The Swift Tower at the Oxford Museum of Natural History
Image by Sarah Pitt.
THE OXFORD SWIFT RESEARCH PROJECT
The swift is a bird so well suited to life in the air it can barely use its legs to stand - indeed as a master of the sky it eats, sleeps, collects nesting materials, drinks and mates in the air, only alighting at its precarious nest to feed young hatchlings.

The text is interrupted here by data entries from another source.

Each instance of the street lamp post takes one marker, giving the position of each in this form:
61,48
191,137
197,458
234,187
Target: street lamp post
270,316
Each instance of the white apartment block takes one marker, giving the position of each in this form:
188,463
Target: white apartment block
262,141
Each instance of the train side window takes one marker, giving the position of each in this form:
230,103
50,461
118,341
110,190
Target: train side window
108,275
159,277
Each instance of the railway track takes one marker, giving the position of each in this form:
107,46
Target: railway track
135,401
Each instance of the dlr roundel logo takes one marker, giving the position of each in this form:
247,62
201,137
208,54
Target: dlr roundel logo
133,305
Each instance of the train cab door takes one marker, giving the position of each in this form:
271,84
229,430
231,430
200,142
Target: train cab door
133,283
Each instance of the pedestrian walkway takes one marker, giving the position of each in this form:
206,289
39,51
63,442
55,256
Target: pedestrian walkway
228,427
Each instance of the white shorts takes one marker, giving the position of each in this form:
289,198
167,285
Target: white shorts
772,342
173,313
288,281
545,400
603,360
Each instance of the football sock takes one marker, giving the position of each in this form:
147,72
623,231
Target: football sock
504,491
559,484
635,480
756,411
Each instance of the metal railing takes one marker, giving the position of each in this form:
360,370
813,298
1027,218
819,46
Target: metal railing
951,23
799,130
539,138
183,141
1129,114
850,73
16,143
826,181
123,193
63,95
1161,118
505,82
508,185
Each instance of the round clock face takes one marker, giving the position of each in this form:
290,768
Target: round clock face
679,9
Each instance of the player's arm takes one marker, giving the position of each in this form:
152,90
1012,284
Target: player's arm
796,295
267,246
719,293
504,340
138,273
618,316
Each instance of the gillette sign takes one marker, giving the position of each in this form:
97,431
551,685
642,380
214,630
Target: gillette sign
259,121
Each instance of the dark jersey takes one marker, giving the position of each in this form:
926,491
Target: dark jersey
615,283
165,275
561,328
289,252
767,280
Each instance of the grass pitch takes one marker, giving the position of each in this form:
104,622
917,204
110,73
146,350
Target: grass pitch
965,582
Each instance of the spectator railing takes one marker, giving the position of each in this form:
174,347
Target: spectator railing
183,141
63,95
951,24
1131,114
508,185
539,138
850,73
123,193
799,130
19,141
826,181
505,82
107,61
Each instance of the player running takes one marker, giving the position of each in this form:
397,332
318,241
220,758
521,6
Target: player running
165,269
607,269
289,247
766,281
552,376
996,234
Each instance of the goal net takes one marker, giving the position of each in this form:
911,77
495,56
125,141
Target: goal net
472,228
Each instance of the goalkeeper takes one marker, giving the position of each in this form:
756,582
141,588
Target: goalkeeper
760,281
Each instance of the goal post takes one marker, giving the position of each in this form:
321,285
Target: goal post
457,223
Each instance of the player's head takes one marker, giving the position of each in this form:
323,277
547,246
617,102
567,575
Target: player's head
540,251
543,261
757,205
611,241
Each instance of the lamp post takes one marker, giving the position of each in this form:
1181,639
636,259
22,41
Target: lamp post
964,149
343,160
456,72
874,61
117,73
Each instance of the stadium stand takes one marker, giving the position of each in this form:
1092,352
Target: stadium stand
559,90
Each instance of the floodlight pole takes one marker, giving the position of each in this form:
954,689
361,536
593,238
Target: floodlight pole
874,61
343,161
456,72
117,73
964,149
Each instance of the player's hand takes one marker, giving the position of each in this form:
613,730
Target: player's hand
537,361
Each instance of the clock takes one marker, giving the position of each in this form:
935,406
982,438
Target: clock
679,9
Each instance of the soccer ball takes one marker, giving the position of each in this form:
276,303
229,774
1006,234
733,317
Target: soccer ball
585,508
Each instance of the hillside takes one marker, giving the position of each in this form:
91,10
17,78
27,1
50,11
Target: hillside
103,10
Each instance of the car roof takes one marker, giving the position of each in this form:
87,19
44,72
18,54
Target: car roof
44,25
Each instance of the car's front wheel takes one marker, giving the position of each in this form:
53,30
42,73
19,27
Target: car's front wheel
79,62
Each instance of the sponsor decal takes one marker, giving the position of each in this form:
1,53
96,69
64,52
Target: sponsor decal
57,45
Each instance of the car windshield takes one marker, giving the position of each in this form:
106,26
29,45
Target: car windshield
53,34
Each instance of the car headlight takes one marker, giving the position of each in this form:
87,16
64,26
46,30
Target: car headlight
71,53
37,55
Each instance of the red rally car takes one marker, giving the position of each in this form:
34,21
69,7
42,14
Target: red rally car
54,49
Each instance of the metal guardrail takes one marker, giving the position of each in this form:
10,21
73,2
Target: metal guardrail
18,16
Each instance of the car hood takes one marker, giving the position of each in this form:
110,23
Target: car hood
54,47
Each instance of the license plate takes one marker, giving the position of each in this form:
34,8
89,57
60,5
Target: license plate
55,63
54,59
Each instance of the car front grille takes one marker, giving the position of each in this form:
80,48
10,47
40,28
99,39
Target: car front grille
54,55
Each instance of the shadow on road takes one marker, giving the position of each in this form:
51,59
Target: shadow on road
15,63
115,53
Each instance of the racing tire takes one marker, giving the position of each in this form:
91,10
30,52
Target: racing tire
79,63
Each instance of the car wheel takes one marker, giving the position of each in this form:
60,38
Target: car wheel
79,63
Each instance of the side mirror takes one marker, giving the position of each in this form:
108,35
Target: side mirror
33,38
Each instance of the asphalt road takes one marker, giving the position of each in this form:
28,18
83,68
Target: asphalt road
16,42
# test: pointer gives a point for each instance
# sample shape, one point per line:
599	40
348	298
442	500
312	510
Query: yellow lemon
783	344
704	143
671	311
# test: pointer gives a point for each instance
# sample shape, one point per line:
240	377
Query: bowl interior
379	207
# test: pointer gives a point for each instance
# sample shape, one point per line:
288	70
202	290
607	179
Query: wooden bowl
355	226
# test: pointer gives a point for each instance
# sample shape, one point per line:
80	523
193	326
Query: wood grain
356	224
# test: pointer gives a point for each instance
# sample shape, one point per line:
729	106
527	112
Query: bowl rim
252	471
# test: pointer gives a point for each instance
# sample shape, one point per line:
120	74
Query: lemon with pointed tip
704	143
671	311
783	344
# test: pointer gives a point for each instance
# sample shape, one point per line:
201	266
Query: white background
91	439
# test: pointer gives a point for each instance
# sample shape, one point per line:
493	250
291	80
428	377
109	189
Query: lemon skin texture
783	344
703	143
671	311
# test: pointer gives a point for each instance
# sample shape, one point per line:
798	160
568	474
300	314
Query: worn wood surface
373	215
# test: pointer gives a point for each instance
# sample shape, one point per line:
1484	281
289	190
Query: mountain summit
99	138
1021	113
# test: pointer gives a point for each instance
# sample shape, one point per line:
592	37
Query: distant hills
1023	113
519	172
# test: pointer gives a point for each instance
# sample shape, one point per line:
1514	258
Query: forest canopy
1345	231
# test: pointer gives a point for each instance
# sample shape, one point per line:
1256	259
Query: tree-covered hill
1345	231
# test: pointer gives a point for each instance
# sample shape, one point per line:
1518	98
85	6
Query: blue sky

Renowned Oxford ornithologist David Lack started his study of Swifts in 1947. He noticed they were breeding in the disused ventilation shafts on the tower of the Oxford University Museum of Natural History. Today the Oxford Swifts Research Project thrives and is the longest running ornithological study in the world. Saving Species correspondent Sarah Pitt went to Oxford to meet Elizabeth Lack, now in her 90’s, who worked as a Research Assistant with her husband when the project began and Roy Overall, Honorary Research Associate, who has ringed and recorded swift activity since the 1960’s. The nest boxes, initially erected by David Lack, are still at the top of the University Museum Tower; in June this year he recorded 53 active nests and 81 young being reared in the Tower.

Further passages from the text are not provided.